As countries grapple with the practical realities of the Paris process, they must also recognize that pollution has many distinct effects. For there is more to climate change than higher temperatures, say UC San Diego School of Global Policy and Strategy political scientist David G. Victor and Scripps Institution of Oceanography climate and atmospheric scientist Veerabhadran Ramanathan in the essay “The Next Front on Climate Change: How to Avoid a Dimmer, Drier World.”
Coauthored by Jessica Seddon, founder and managing director of the India-based Okapi Research and Advisory, the essay appears in the March/April 2016 issue of Foreign Affairs, available in print Feb. 23.
“Whereas greenhouse gas emissions will bring about relatively distant and diffuse danger, aerosols cause immediate and localized harm,” the authors write. “As states sharpen their pledges to reduce greenhouse gas emissions in the coming years, they should also make distinct pledges to cut aerosols.”

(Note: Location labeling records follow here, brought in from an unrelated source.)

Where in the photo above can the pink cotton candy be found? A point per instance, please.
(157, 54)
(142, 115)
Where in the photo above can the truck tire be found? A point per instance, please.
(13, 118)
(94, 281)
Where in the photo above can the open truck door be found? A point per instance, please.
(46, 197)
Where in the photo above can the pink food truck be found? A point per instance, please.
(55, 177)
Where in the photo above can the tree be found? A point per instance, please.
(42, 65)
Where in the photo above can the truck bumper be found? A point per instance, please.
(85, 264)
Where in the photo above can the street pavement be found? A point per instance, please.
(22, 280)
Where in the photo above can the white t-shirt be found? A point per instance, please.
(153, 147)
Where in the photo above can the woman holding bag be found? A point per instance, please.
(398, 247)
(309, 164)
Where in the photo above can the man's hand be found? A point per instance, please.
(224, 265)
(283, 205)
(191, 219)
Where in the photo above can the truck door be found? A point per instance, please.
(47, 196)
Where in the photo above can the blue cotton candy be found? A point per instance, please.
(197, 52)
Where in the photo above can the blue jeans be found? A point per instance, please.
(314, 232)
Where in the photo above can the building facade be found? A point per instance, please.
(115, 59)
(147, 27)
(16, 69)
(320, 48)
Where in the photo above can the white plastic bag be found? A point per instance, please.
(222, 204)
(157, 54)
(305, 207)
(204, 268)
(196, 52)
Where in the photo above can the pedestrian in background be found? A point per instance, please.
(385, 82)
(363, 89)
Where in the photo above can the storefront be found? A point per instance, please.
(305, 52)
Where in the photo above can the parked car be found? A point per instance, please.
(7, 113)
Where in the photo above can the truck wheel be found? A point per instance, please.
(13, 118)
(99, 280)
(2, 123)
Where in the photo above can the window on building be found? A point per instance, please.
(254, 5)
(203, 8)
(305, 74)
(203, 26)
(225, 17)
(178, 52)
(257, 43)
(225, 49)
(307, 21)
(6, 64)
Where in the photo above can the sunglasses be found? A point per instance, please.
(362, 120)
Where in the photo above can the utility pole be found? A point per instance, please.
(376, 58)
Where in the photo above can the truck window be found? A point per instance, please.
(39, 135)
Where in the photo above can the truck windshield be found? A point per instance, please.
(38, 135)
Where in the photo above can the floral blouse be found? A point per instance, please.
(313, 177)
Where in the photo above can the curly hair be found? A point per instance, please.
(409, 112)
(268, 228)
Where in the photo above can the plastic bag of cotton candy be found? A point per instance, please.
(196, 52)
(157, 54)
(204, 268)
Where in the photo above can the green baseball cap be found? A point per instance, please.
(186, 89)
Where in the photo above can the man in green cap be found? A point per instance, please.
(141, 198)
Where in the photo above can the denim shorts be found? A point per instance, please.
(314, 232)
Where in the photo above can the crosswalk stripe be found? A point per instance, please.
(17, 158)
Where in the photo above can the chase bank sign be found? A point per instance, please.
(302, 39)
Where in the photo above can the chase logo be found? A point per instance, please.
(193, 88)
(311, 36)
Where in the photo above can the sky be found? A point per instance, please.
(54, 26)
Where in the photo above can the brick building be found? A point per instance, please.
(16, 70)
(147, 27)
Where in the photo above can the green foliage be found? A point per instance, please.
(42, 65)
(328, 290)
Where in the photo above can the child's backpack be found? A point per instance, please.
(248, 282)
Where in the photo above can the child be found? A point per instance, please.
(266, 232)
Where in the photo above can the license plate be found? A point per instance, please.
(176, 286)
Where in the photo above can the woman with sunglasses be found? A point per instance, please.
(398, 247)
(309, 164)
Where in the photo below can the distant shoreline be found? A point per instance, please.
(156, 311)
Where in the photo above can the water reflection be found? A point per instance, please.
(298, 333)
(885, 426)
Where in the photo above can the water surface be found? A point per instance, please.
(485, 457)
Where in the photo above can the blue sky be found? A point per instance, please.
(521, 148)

They explain how many of the pollutants that affect the climate also dim the planet. Some of these pollution particles — known as aerosols — reflect sunlight back to space. Others absorb sunlight before it reaches the Earth’s surface. Dimming has a profound effect on the water cycle, leading to decreased rainfall and even drought. In societies that depend heavily on agriculture, much of which is fed by natural rainfall, the result can be threats to food security and increased poverty.
“Many of the activities that cause greenhouse gas emissions … also yield ultra-small particles known as aerosols, which blanket vast areas in a haze that blocks and scatters sunlight,” the authors write. “By reducing the solar energy that reaches the earth’s surface, aerosols reduce evaporation and slow the water cycle that governs where, when, and how much rain falls.”
Prevailing thought is that global warming will produce a wetter climate, yet Victor, Ramanathan and Seddon argue the opposite. They say an atmosphere “dimmed by aerosols” will actually be drastically drier than normal in key regions — areas that rely on rainfall the most: sub-Saharan Africa, China, North America and Asia. Following rapid industrialization in East and South Asia, for example, an increase in sulfur dioxide and black carbon in the region resulted in 10 to 15 percent less sunlight and a 7 percent decrease in average annual rainfall. The region is home to more than 1 billion people.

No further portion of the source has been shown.